Que tipo de “ministro” casaria alguém sem lhes perguntar o sobrenome? Ele parece até ter perguntado, mas entre perder um negócio — mais um casamento — ao insistir com os clientes — ou melhor, os noivos — e matar a curiosidade, o sujeito ficou com a primeira opção. Já o caso a seguir parece ter sido bastante comum:

Harrowson xingava amargamente e estava feliz em dizer que estava inteiramente determinado a matar o ministro que o casou. Ele veio de Gravesend e estava sóbrio.

Bêbado ou não, quase todo homem casado já deve ter passado por isso.

Eventualmente, a questão dos casamentos piratas chegava aos jornais. Apócrifas ou não, havia notícias de moças raptadas para se casar com sujeitos que nunca haviam visto na vida. Outras vezes, repórteres escreviam sobre a facilidade e a cara de pau com que se oferecia um casório. Coisa do tipo ser abordado na rua por um cara que te pergunta: “Não quer entrar aí e se casar?”
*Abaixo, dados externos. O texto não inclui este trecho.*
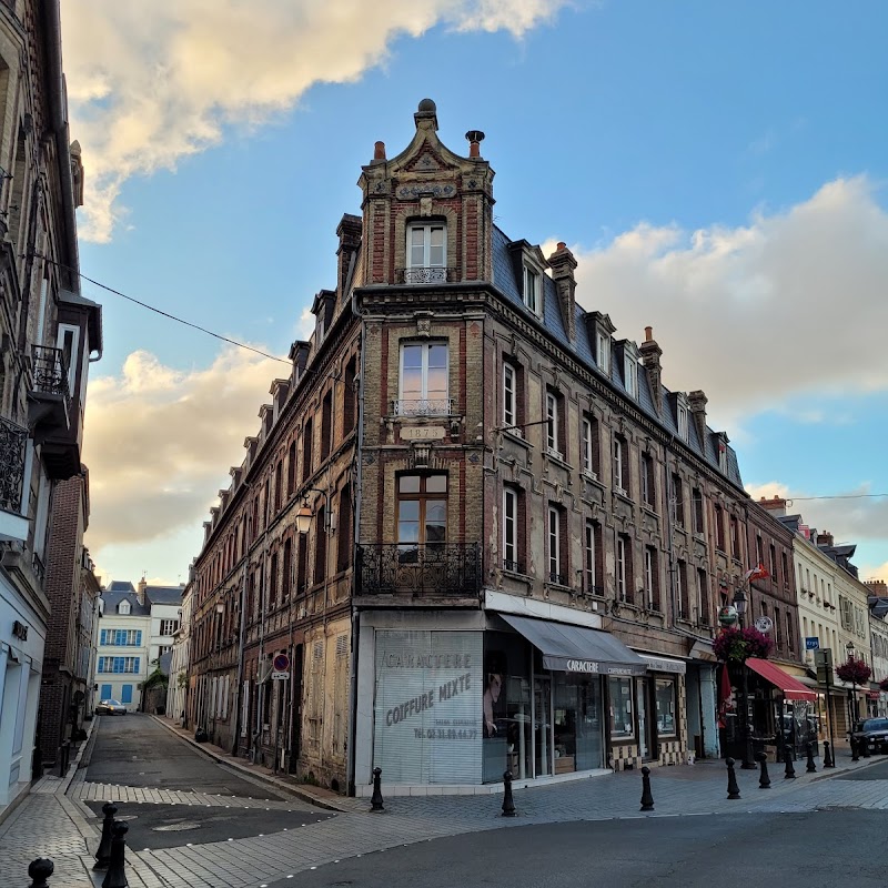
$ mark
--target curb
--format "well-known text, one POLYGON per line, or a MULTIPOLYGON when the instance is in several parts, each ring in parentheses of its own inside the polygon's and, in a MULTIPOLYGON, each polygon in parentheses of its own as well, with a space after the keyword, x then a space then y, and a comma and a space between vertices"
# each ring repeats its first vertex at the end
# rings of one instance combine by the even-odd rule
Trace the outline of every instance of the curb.
POLYGON ((332 800, 322 799, 317 796, 309 793, 305 789, 302 789, 297 786, 293 786, 293 784, 287 783, 286 780, 281 780, 278 777, 272 777, 269 774, 262 774, 254 770, 251 770, 248 767, 234 761, 230 758, 219 755, 214 753, 211 748, 204 746, 204 744, 200 744, 196 740, 192 740, 191 737, 183 737, 172 725, 168 725, 165 719, 160 718, 159 716, 152 715, 150 713, 147 714, 150 718, 153 718, 159 725, 162 725, 173 737, 176 737, 182 743, 188 744, 192 748, 196 749, 199 753, 202 753, 208 758, 212 758, 214 761, 219 763, 220 765, 224 765, 232 770, 240 771, 246 777, 252 777, 254 780, 259 780, 264 784, 269 784, 269 786, 273 786, 275 789, 281 789, 287 793, 291 796, 295 796, 296 798, 301 799, 302 801, 307 801, 310 805, 314 805, 315 808, 322 808, 323 810, 327 811, 335 811, 336 814, 354 814, 351 808, 342 807, 336 805, 332 800))

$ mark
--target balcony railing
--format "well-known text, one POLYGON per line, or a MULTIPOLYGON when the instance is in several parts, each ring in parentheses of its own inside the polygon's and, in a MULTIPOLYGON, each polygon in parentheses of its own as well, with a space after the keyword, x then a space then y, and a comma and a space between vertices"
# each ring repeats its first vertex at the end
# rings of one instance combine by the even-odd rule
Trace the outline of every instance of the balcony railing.
POLYGON ((418 401, 393 401, 395 416, 450 416, 453 413, 452 397, 422 398, 418 401))
POLYGON ((61 349, 32 345, 31 372, 36 392, 70 396, 68 392, 68 366, 61 349))
POLYGON ((359 546, 362 595, 476 597, 481 592, 477 543, 359 546))
POLYGON ((0 508, 21 507, 28 430, 0 416, 0 508))
POLYGON ((402 284, 445 284, 453 280, 453 269, 444 269, 440 265, 396 269, 395 280, 402 284))

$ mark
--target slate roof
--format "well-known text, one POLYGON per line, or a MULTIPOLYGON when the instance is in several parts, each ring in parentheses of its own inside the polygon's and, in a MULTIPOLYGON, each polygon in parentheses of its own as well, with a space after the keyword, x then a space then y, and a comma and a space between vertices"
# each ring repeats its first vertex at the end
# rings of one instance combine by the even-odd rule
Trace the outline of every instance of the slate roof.
MULTIPOLYGON (((576 339, 572 343, 567 336, 567 331, 564 326, 562 317, 561 305, 558 303, 558 293, 555 282, 546 274, 543 275, 543 317, 537 317, 523 302, 521 295, 521 284, 515 279, 515 270, 509 254, 509 244, 513 243, 506 234, 496 225, 493 228, 493 283, 497 290, 513 303, 514 306, 527 316, 527 319, 544 327, 548 336, 558 343, 558 345, 567 352, 571 352, 574 357, 585 366, 593 375, 602 379, 605 384, 609 385, 617 392, 626 395, 626 384, 623 379, 624 362, 622 360, 624 343, 617 341, 615 347, 610 349, 610 366, 606 370, 599 367, 595 361, 594 343, 589 342, 588 330, 586 327, 586 317, 591 312, 586 312, 581 305, 576 305, 576 323, 575 332, 576 339), (618 360, 619 356, 619 360, 618 360)), ((672 435, 678 437, 677 418, 670 408, 673 394, 665 386, 663 387, 663 413, 657 413, 654 407, 654 398, 652 396, 649 381, 647 373, 644 372, 639 362, 638 372, 638 398, 632 398, 634 403, 640 407, 642 412, 653 422, 657 423, 660 427, 665 428, 672 435)), ((685 442, 688 447, 694 451, 698 456, 703 457, 713 468, 718 471, 718 443, 717 433, 707 426, 707 435, 705 441, 699 440, 697 434, 696 423, 692 420, 690 411, 688 411, 688 440, 685 442)), ((727 478, 733 484, 743 490, 743 480, 740 478, 740 468, 737 463, 737 454, 733 447, 727 447, 727 478)))

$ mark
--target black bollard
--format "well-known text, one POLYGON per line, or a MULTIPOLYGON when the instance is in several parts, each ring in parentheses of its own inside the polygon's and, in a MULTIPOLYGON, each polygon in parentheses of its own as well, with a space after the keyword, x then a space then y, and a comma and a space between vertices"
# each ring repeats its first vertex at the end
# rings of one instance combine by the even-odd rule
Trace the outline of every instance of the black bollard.
POLYGON ((761 773, 758 775, 758 788, 770 789, 770 776, 768 775, 768 754, 758 751, 756 753, 756 761, 761 767, 761 773))
POLYGON ((654 810, 654 796, 650 795, 650 768, 642 768, 642 810, 654 810))
POLYGON ((28 865, 28 875, 31 877, 29 888, 49 888, 47 879, 56 869, 56 864, 49 857, 38 857, 28 865))
POLYGON ((793 747, 787 744, 784 746, 784 761, 786 763, 786 770, 784 773, 785 780, 796 779, 796 769, 793 766, 793 747))
POLYGON ((829 748, 829 740, 824 740, 824 767, 835 768, 836 763, 833 760, 833 753, 829 748))
POLYGON ((382 805, 382 768, 373 768, 373 795, 370 798, 371 811, 384 811, 382 805))
POLYGON ((515 817, 515 799, 512 798, 512 771, 503 775, 503 817, 515 817))
POLYGON ((737 786, 737 775, 734 773, 734 759, 726 758, 725 764, 728 766, 728 798, 739 798, 740 787, 737 786))
POLYGON ((111 860, 108 872, 102 879, 102 888, 128 888, 127 881, 127 831, 130 825, 125 820, 114 820, 111 839, 111 860))
POLYGON ((113 801, 105 801, 102 805, 102 840, 99 842, 99 850, 95 851, 95 866, 93 869, 108 869, 111 861, 111 838, 112 829, 114 827, 114 815, 118 813, 118 806, 113 801))

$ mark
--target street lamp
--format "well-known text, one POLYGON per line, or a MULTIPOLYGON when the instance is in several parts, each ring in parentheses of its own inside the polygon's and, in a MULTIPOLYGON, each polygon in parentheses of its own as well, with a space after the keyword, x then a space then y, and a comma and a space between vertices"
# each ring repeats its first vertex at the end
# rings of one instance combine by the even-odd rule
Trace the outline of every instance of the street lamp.
MULTIPOLYGON (((737 619, 740 628, 744 627, 744 615, 746 614, 746 593, 743 589, 737 589, 734 593, 734 607, 737 610, 737 619)), ((740 737, 743 739, 743 764, 740 768, 744 770, 754 770, 756 763, 753 758, 753 738, 749 735, 749 670, 746 667, 746 660, 740 664, 740 708, 743 720, 740 723, 740 737)))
Mas isso tudo nem é o mais bizarro. Bizarro mesmo foi este longo anúncio, publicado no Edinburgh Courant em 28 de outubro de 1758:

Glasgow, 23 de Out. de 1758
Nós, Robert M’Nair e Jean Holmes, tendo tomado em consideração o modo e a maneira pela qual nossa filha Jean agiu em seu Matrimônio, que ela contraiu sem conselho nosso e sem nos avisar antes de se casar, razão pela qual nós a expulsamos de nossa Família por mais de Doze Meses; e por temermos que um ou outro de nossa Família também possa contrair casamento sem sequer nos informar de tal, Nós, tomando o assunto em séria consideração, vetamos a todos e a qualquer de nossos Filhos oferecer-se em Matrimônio sem nosso conselho especial e sem antes ter e obter nosso consentimento. Se qualquer de nossos Filhos propor ou presumir a oferta de Matrimônio a qualquer um, sem os nossos supramencionados conselho e consentimento, em tal caso eles serão banidos de nossa Família por Doze Meses; e se chegarem a ponto de se casar sem nosso conselho e consentimento, nesse caso serão banidos de nossa Família por Sete Anos. Mas quem quer que nos avise de sua intenção de se casar e obter nosso consentimento, não apenas permanecerá como Filho da Família mas também terá sua devida proporção de nossos Bens, Móveis e Propriedades, como considerarmos conveniente, e como a barganha requerer. Além disso, se qualquer um de nossos Filhos se casar clandestinamente ele, ao agir assim, perderá todos os direitos aos nossos Bens, Móveis e Propriedades. Nós intimamos isto a quem interessar possa, para que ninguém possa alegar ignorância.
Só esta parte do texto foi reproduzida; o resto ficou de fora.